Eine ganz spezielle «Nanny»

Statt seiner Mutter und seines Vaters kümmert sich in einem US-Zoo Hündin Justice um ein Löwenbaby. Eine rührende, aber nicht unumstrittene Geschichte – die bei uns kaum vorkommen könnte.

Welch ungewöhnliches Duo: Wo immer Hündin Justice geht oder steht, hat sie einen treuen Begleiter – ein wenige Wochen altes Löwenbaby. Die beiden sind in einem Zoo im US-Staat Idaho zu Hause, und weil sie so süss zusammen sind, hat ihre ungewöhnliche Freundschaft dort schon viele Schlagzeilen gemacht.

Dahinter steckt eine schwierige Geschichte. Das noch namenlose Löwenmännchen musste von seinen Eltern, Kimani und Dahoma, zu seiner Sicherheit getrennt werden. Nicht etwa, weil sie das Kleine ablehnten – im Gegenteil: Kimani, die erstmals Mutter wurde, hatte es mit der Fürsorge übertrieben. Weil sie ihn oft herumgetragen hatte, bekam der Bub eine Wunde am Hals, die nicht verheilte, weil die Mama konstant daran leckte, um sie zu säubern. «Damit wir das Jungtier behandeln konnten, mussten wir es von der Mutter trennen», sagt Zoo-Tierärztin Rhonda Aliah.
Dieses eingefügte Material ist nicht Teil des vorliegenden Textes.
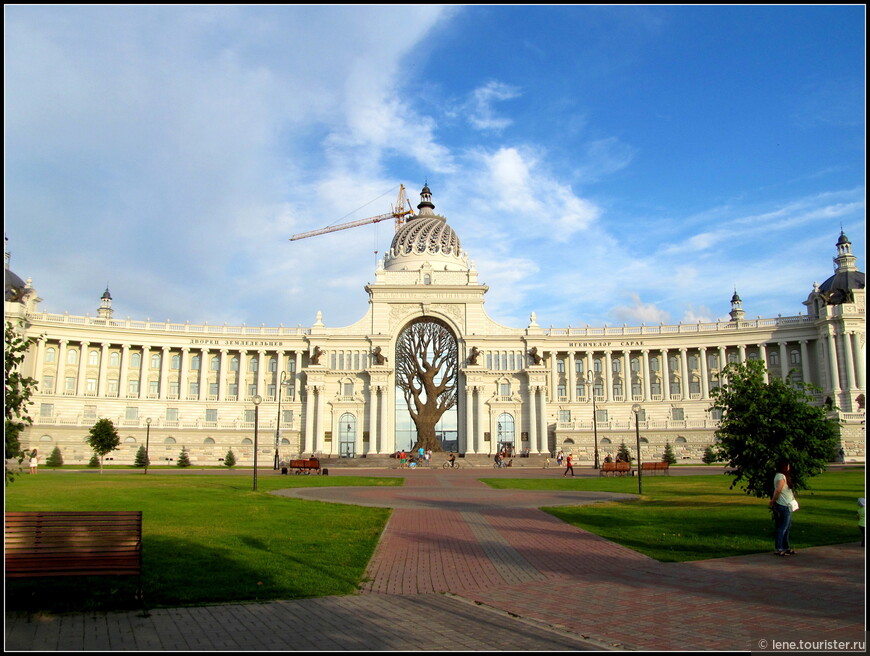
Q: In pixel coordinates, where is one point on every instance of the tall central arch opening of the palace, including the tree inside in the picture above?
(427, 365)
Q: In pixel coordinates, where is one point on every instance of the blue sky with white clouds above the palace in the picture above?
(601, 165)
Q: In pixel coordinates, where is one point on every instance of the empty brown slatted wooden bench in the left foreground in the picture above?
(99, 543)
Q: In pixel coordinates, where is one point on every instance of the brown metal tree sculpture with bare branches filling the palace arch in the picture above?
(426, 371)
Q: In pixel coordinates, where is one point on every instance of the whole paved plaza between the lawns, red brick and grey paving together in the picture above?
(463, 567)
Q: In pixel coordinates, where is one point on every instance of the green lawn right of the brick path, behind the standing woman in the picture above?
(682, 518)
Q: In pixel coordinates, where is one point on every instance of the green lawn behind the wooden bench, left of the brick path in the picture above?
(209, 538)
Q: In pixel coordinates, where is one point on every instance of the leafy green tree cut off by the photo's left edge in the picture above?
(19, 389)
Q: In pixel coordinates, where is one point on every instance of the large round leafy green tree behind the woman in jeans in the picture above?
(764, 423)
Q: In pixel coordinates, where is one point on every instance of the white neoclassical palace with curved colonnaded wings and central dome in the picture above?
(332, 390)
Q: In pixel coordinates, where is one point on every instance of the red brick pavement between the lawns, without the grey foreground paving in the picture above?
(524, 561)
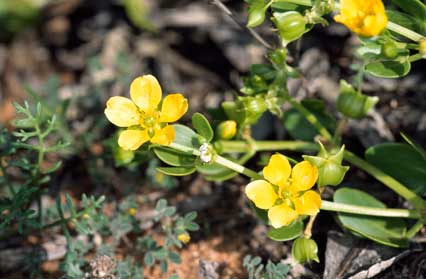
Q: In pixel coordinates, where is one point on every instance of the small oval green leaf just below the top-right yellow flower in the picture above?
(388, 69)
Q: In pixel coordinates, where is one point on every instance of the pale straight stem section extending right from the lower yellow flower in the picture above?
(372, 211)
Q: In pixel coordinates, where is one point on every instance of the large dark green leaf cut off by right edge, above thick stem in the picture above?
(402, 162)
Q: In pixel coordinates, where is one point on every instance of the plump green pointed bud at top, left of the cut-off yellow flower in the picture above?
(291, 25)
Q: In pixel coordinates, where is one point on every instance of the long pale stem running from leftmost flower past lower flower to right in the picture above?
(326, 205)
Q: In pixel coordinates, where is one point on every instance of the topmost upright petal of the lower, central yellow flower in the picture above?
(278, 170)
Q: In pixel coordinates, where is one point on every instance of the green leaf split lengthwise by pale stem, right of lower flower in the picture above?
(387, 231)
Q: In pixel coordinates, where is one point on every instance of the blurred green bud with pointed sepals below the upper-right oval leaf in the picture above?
(353, 103)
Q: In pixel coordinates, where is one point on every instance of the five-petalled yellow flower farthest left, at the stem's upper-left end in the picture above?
(141, 114)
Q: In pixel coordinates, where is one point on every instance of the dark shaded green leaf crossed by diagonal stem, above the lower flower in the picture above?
(299, 128)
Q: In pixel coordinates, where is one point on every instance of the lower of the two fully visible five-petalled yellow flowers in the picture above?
(285, 192)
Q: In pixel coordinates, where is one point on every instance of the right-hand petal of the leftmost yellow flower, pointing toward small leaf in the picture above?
(174, 107)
Das Problem: Es sei unsicher, ob die Eltern das Kleine nach der Trennung wieder ohne Schwierigkeiten aufnehmen würden, sie könnten es verletzen. Deshalb hat der Zoo entschieden, damit zu warten, bis es etwas grösser und mobiler ist. Da aber gerade diese Zeit für die Entwicklung wichtig sei, musste eine «Erzieherin» her – Zoo-Hündin Justice. «Es ist wichtig, dass das Löwenbaby einen Lehrer hat, der ihm die ‹tierische Etikette› beibringt», führt Kurator Darrell Markum aus. «Das beinhaltet zum Beispiel, wie fest man im Spiel zubeissen darf.» In menschlicher Obhut könne man einem Tier solche Dinge kaum beibringen. Dank Justice seien die Chancen nun gut, dass das Kleine bald wieder bei den Eltern sein könne.
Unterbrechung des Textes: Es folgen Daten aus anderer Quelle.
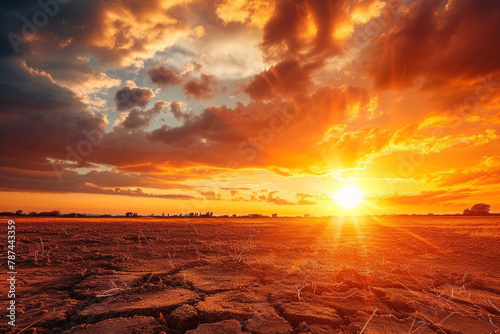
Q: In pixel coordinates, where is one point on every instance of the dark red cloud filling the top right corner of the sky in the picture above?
(437, 42)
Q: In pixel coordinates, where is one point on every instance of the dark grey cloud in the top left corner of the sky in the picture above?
(50, 36)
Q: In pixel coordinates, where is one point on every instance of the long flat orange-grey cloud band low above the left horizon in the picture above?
(75, 178)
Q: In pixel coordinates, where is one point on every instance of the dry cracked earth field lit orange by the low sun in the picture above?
(282, 275)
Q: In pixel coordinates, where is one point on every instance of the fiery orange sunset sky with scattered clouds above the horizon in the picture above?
(248, 106)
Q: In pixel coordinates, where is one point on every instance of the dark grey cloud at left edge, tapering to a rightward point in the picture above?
(39, 118)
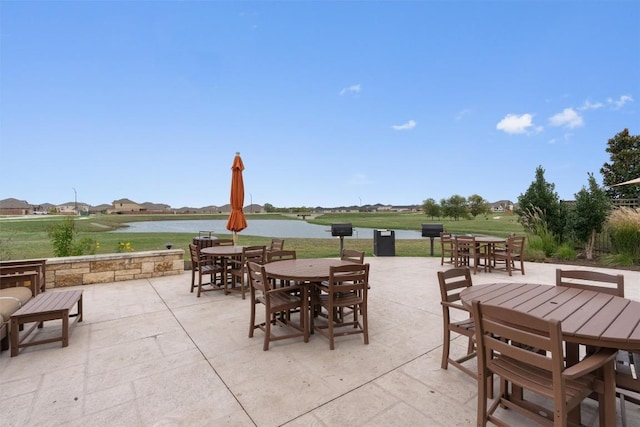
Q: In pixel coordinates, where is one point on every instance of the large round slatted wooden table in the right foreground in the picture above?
(588, 317)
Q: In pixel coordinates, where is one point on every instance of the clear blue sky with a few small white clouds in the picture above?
(329, 103)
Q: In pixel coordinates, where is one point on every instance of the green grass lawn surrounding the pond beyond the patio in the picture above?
(27, 238)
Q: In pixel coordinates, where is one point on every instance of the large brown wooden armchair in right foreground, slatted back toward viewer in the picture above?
(504, 338)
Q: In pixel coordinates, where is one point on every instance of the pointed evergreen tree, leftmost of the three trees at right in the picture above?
(541, 196)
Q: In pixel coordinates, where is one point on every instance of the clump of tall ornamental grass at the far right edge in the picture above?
(624, 228)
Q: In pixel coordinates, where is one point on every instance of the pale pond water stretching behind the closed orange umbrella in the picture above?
(255, 227)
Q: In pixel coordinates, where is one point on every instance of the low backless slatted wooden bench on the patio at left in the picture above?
(45, 306)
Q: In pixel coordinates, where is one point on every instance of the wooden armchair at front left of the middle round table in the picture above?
(278, 304)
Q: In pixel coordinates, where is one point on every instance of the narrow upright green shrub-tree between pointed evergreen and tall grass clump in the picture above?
(589, 214)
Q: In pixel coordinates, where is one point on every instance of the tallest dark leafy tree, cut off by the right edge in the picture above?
(624, 165)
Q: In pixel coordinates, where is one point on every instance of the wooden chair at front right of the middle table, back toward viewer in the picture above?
(347, 287)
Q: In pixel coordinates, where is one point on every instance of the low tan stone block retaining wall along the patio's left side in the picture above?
(87, 269)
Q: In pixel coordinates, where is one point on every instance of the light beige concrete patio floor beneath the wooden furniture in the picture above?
(149, 353)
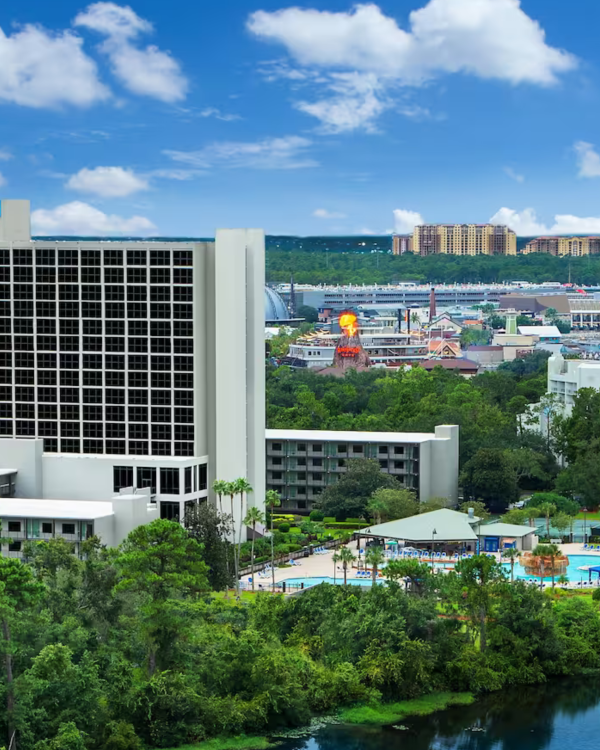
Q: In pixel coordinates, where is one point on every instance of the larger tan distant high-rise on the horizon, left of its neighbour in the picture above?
(463, 239)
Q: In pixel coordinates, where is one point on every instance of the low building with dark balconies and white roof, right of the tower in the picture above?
(302, 463)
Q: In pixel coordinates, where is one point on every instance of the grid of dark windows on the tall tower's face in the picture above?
(65, 315)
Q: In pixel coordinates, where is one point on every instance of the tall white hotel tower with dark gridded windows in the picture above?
(130, 364)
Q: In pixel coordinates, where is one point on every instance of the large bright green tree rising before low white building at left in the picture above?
(163, 565)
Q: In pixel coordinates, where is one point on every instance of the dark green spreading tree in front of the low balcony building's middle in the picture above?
(349, 497)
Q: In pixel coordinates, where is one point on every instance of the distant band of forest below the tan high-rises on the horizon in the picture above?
(382, 268)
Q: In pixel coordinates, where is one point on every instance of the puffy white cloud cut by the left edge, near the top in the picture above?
(40, 69)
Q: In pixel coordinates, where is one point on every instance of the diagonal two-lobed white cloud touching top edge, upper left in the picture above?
(149, 71)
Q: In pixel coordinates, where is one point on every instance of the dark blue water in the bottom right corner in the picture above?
(563, 715)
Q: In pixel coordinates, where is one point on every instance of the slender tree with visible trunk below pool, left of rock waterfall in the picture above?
(481, 576)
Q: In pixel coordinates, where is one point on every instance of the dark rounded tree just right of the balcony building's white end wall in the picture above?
(490, 475)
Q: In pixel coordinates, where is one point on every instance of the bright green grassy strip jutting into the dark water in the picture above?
(390, 713)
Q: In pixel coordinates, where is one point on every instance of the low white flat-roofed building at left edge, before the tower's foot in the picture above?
(35, 520)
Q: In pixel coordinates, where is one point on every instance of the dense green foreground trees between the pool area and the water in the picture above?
(129, 649)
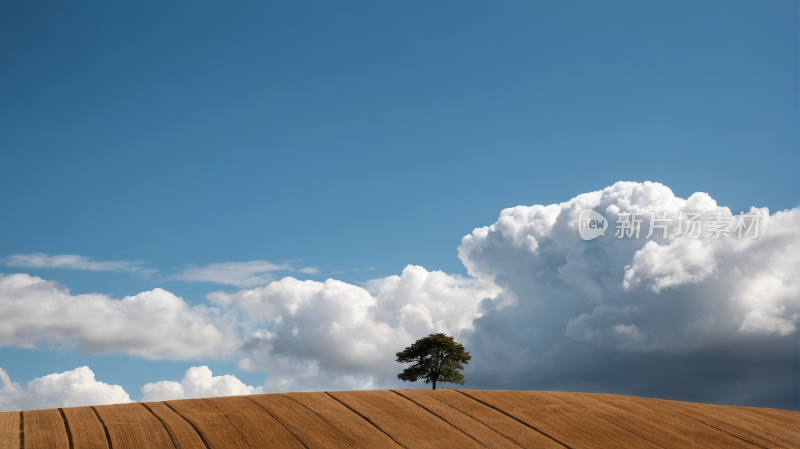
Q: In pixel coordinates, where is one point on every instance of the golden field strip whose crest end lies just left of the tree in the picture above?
(407, 423)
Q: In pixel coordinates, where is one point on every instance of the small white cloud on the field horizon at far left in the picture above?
(68, 389)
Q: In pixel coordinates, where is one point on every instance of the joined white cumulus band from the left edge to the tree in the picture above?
(303, 334)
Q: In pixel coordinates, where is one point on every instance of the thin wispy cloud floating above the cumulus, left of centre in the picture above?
(239, 274)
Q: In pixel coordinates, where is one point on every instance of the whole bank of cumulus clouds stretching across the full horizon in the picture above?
(708, 320)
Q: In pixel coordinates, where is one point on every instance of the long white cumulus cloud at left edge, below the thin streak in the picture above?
(154, 325)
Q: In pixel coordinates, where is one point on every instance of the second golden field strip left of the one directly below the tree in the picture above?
(359, 432)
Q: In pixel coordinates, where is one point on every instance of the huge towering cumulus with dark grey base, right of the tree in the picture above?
(610, 314)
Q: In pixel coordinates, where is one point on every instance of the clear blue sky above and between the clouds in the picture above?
(361, 137)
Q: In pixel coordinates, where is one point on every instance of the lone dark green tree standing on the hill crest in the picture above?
(436, 357)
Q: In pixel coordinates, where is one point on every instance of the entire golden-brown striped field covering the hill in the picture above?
(407, 419)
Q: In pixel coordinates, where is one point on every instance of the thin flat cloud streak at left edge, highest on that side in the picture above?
(74, 262)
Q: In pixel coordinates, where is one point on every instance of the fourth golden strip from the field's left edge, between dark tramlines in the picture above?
(131, 426)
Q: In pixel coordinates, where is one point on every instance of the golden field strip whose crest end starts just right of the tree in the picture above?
(559, 420)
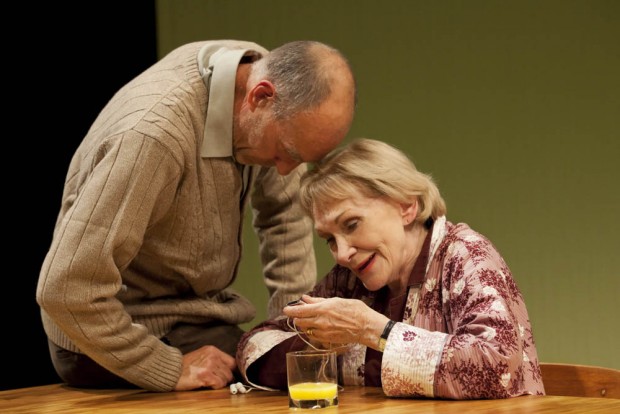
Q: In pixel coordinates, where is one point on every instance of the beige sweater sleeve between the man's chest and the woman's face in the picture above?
(285, 237)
Fälle wie dieser würden hier bei uns kaum vorkommen. Sie kenne die Details nicht und wolle deshalb nicht urteilen, sagt etwa Tanja Dietrich vom Zoo Basel, wo ebenfalls gerade Löwenbabys die Besucher erfreuen. Bei ihnen vertrete man aber die Haltung, dass Jungtiere bei Artgenossen aufwachsen sollen. «Ansonsten können sich später Schwierigkeiten im Umgang mit Artgenossen zeigen, wenn sich die ‹fremdbetreuten› Tiere nicht artkonform verhalten.» Früher habe man ab und zu Tiere von Hand aufgezogen, aber auch das komme heutzutage nicht mehr vor. Gorilla Goma beispielsweise sei vor vielen Jahren bei Menschen aufgewachsen: «Sie zeigt heute noch untypische Verhaltensweisen und war ihr Leben lang eine Aussenseiterin.»

Da kann man nur hoffen, dass beim Löwenbaby aus Idaho am Ende doch alles gut geht!